The Court was deciding a case wherein the petitioner sought a writ of certiorari to quash the notification/order and issue a direction to the respondent school to allow her to study in LKG for the academic year 2023-24.

A Single Bench of Justice Sachin Shankar Magadum observed, “The respondent-State has come up with a age norm in accordance with NEP (NEP, 2020 guidelines). The Karnataka Education Department has rightly mandated that minimum age limit for admission to class-I in schools in Karnataka should be 6 years as on June 1st, while currently the age limit is 5 years 5 months. The petitioner's contention that the guidelines have to be implemented prospectively cannot be acceded to.”

The Bench said that the NEP (National Education Policy, 2020) guidelines in fixing the age criteria is based on overall global education standards.

Advocate K.N. Srinivasa appeared for the petitioner while AAG Vikram Huilgol and AGA Kavitha H.C. appeared for the respondents.

Factual Background -

The petitioner was born in 2019 and joined respondent school for Nursery (Pre-KG) on in 2021. The petitioner claimed that she was eligible to take admission to LKG and the respondent school collected fees in 2023. The school having admitted the petitioner to LKG sent a mail indicating that she was not eligible to take admission to LKG as she did not complete the age of 4 years and therefore, intimated that petitioner must be retained in Nursery. The said mail was issued by the school based on a publication for having issued an order fixing the age criteria to take admission for class-I in the Government schools, aided and unaided schools.

The Karnataka State by the aforesaid order had fixed the admission age for class-I as 6 years. The State also indicated that enforcement of admission age shall come into force for the academic year 2025-26. It was in this background, the respondent school intimated that the petitioner be retained in Nursery as she would not complete 6 years for the academic year 2025-26. Assailing such an order, the petitioner through her natural guardian knocked the doors of the writ Court.

The High Court after hearing the contentions of the counsel said, “The respondent No.4-school is being run by the Central Government through its Ministry of Education, Government of India.

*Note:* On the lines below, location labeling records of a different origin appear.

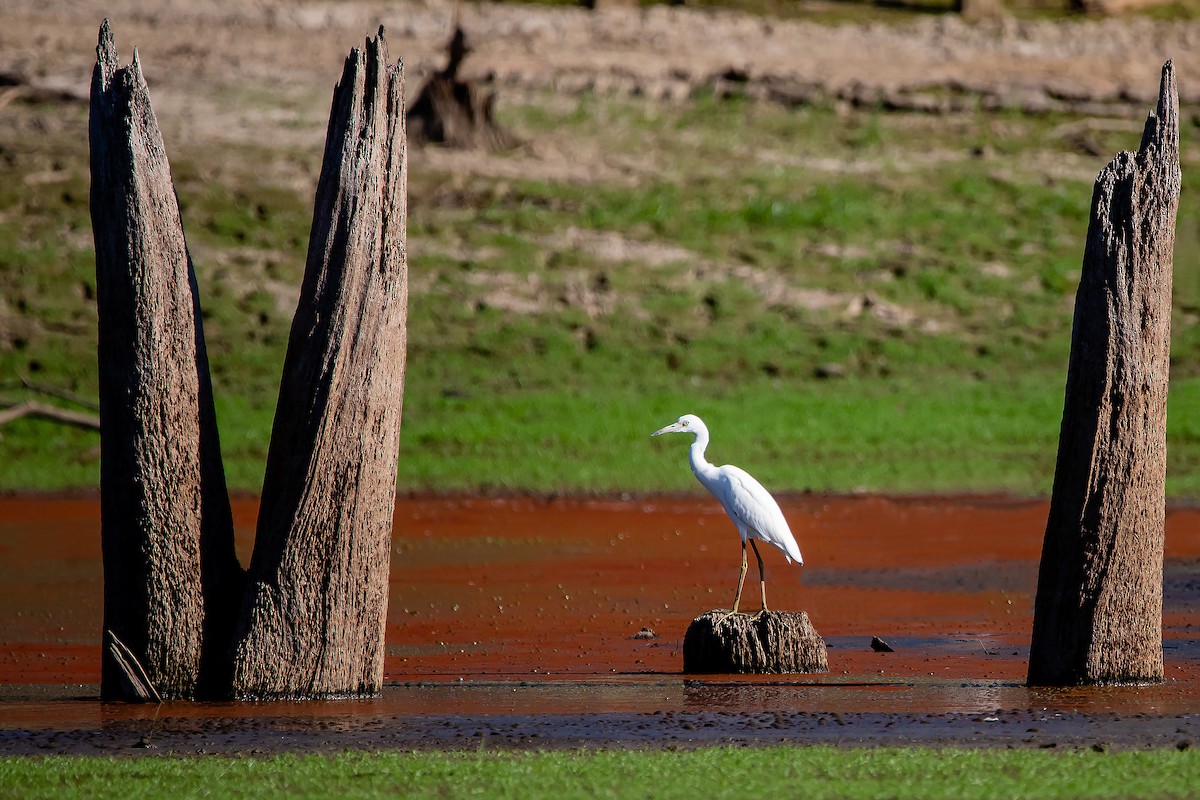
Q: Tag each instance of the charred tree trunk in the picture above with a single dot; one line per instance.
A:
(172, 579)
(454, 112)
(766, 643)
(315, 614)
(1099, 606)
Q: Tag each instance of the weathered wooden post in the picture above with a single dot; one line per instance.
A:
(317, 601)
(172, 581)
(767, 643)
(1099, 605)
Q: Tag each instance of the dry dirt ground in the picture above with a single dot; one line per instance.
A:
(263, 71)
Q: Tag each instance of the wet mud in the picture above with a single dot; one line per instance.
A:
(523, 623)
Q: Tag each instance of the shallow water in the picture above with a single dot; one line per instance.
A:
(517, 615)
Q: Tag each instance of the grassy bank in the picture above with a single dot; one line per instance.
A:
(853, 300)
(814, 773)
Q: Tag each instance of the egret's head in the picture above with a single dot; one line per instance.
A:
(685, 423)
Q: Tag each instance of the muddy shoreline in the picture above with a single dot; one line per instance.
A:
(513, 620)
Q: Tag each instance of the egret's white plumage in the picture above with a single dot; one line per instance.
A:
(748, 504)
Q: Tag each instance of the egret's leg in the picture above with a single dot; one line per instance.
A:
(762, 575)
(742, 577)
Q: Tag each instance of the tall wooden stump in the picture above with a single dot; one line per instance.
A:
(1098, 613)
(172, 579)
(313, 621)
(768, 643)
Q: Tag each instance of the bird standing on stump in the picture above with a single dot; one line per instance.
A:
(749, 505)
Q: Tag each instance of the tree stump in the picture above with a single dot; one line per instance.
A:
(456, 113)
(767, 643)
(172, 579)
(1098, 615)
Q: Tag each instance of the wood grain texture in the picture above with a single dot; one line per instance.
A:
(315, 613)
(767, 643)
(163, 498)
(1098, 611)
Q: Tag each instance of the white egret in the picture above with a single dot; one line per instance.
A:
(749, 505)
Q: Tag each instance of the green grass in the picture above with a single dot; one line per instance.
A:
(928, 263)
(813, 773)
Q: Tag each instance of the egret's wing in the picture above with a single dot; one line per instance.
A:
(750, 504)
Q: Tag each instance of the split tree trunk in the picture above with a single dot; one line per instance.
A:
(1099, 605)
(172, 579)
(317, 602)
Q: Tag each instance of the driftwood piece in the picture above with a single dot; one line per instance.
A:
(454, 112)
(767, 643)
(163, 498)
(313, 621)
(1098, 613)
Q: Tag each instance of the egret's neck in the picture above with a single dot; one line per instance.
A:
(700, 467)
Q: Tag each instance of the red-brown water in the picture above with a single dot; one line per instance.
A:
(522, 612)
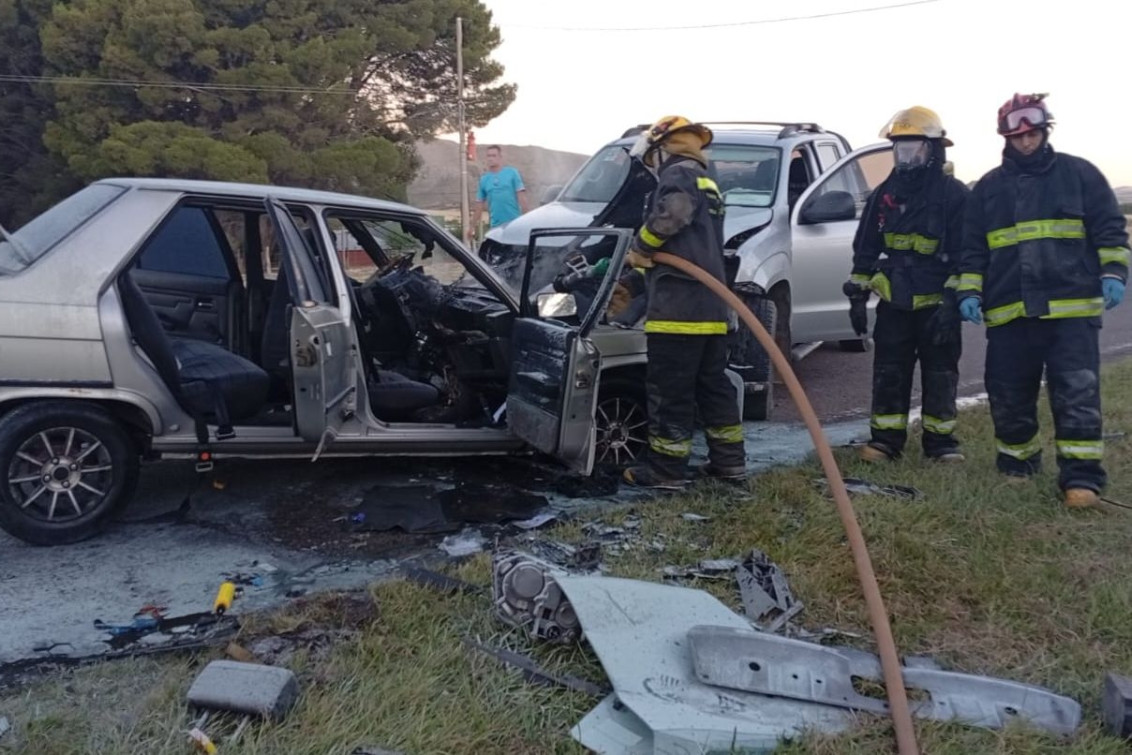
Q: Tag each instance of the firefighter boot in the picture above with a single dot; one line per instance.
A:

Unlike private schools affiliated to CBSE and State Boards, the age of entry to class-I has remained 5 plus years for the academic year 2022-23. Therefore, respondent No.4 is bound to follow the guidelines issued by NEP, 2020 and imparting school education has envisaged creation of infrastructure (pre-school of age 3 to 6).”

The Court held that the respondent school has adopted NEP, 2020 and therefore, the eligibility criteria of minimum and maximum age for registration for admission to Class-I is rightly modified which was in terms of mandate of NEP and that the admission guidelines issued by the school and State are legal, valid, and in conformity with NEP, 2020.

“The new 5+3+3+4 education system aims at developing individuals with emphasis on cognitive capacities such as critical thinking and problem solving and building social, emotional and ethical abilities. … The classification of stages in NEP education system has been done based on the intellectual growth of a student. In the earlier model, the age group of 3 to 6 was not covered. Therefore, experts have come up with a new guidelines with a hope that a strong foundation of early childhood care and education would be given to the students and this is obviously aimed at promoting play-based, activity-based, inquiry-based and flexible way of learning”, noted the Court.

The Court further added that it cannot alter the educational guidelines set up by the competent authority under the garb of judicial review and that it has to bear in mind the role of statutory expert bodies in education.

“If the question of educational policy or an issue involving academic matter is raised before writ Courts, the Courts keep their hands off. The Hon'ble Apex Court in catena of judgments has held that, Judges must not rush in where even educationist fear to tread. … Unless, any illegality is committed in the education policy or same is contrary to law, decision bringing about change cannot per se be interfered with by the Court”, concluded the Court.

Accordingly, the Court dismissed the writ petition.

Cause Title- Tishika Aniket v. The State of Karnataka & Ors.